[White Heron - Soami - From the Freer Gallery]

[sometimes the interrelations present themselves]

Mallarme : ['Weary of Bitter Rest']

Weary of bitter rest where my failure to act
insults a fame for which I once fled from the dear
childhood of rose woods thriving under nature's sheer
blue, and still wearier seven times of my grim pact
to carve out nightly some new grave in the terrain
that lies penurious and cold within my brain,
a pitiless gravedigger of sterility --
what shall I tell the Dawn, as roses visit me,
O Dreams, when the immense cemetary imposes
unity on the void holes, fearing its livid roses? --
I want to leave the ravenous Art of cruel lands
and, smiling at the antiquated reprimands
cast at me by the past, genius, my every friend,
even my lamp -- although it knows my agonies --
to imitate the limpid-souled refined Chinese
who finds unalloyed rapture as he paints the end
of a flower on moon-ravished snow,
some unfamiliar flower whose scent he used to know
in childhood, and which still perfumes his crystalline
life, grafting itself on the soul's blue filigree.
And, because death is such, with the sole reverie
of the sage, I shall choose serenely to design
a youthful landscape idly on the cups again.
A slender line of azure blue, pale and precise,
would be a lake in skies of naked porcelain,
a lucid crescent lost behind white cloud proceeds
to steep its placid horn into the water's ice,
not far from three great emerald eyelashes, the reeds.

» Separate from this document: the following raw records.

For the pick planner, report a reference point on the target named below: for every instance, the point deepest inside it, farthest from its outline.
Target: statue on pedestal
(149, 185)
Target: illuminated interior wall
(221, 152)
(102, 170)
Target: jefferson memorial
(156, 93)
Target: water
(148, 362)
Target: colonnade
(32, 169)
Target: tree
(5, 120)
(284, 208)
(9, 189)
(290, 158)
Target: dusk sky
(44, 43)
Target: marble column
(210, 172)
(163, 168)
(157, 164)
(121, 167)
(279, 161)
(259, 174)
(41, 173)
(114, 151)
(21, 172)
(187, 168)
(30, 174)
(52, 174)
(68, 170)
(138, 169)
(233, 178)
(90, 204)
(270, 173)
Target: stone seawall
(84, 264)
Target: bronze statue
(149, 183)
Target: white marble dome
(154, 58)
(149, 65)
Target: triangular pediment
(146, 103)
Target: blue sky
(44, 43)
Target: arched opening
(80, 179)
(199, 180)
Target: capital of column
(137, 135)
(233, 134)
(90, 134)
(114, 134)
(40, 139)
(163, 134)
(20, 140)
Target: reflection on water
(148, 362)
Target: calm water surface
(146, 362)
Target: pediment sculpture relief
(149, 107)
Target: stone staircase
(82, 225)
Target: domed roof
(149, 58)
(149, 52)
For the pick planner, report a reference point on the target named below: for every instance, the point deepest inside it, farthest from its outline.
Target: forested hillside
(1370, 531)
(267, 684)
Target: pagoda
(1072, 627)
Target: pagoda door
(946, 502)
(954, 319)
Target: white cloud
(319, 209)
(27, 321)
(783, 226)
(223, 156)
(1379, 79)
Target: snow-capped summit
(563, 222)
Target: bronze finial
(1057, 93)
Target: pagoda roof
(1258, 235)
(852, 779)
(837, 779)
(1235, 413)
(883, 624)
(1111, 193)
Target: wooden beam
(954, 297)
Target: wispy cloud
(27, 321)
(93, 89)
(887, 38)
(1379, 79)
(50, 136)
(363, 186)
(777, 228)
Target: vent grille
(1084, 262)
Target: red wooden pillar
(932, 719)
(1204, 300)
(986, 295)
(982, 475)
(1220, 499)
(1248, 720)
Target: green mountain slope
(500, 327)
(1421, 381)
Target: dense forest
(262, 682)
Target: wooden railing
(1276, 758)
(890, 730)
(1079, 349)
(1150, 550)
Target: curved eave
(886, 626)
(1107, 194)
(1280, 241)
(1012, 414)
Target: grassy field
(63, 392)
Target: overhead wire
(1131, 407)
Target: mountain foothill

Valery: from Reflections on Art

Goncourt tells the story of a Japanese painter on a visit to Paris who gave a demonstration of his working methods for a few art lovers. After preparing his implements, he took a sponge and moistened his paper, which was stretched on a frame; then he tossed a drop of India ink on the wet paper. When the drop had spread, he rolled some newspaper into a ball and made a fire to dry the paper. When it was dry, he moistened it again, in another corner, and made a second spot, etc. He's a faker, said some of the onlookers. But when he had finished his drying and tossing of India ink, he went back to his taut paper and put in, here and there, two or three fine brush strokes. The work appeared: bird with bristling plumage. Not a single operation had gone amiss; the whole thing had been done with a meticulous order, proving that he had done it hundreds of times to achieve this miracle of skill. That man made the execution of a work of art itself a work of art. We can thus imagine a painter or sculptor working rhythmically, in a kind of dance. Execution after all is a kind of miming. If all the movements that went into a picture could be reconstituted, the picture could be explained as a series of co-ordinated acts; the same series could then be repeated or reproduced, and the artist would be comparable to an actor who plas the same role over and over.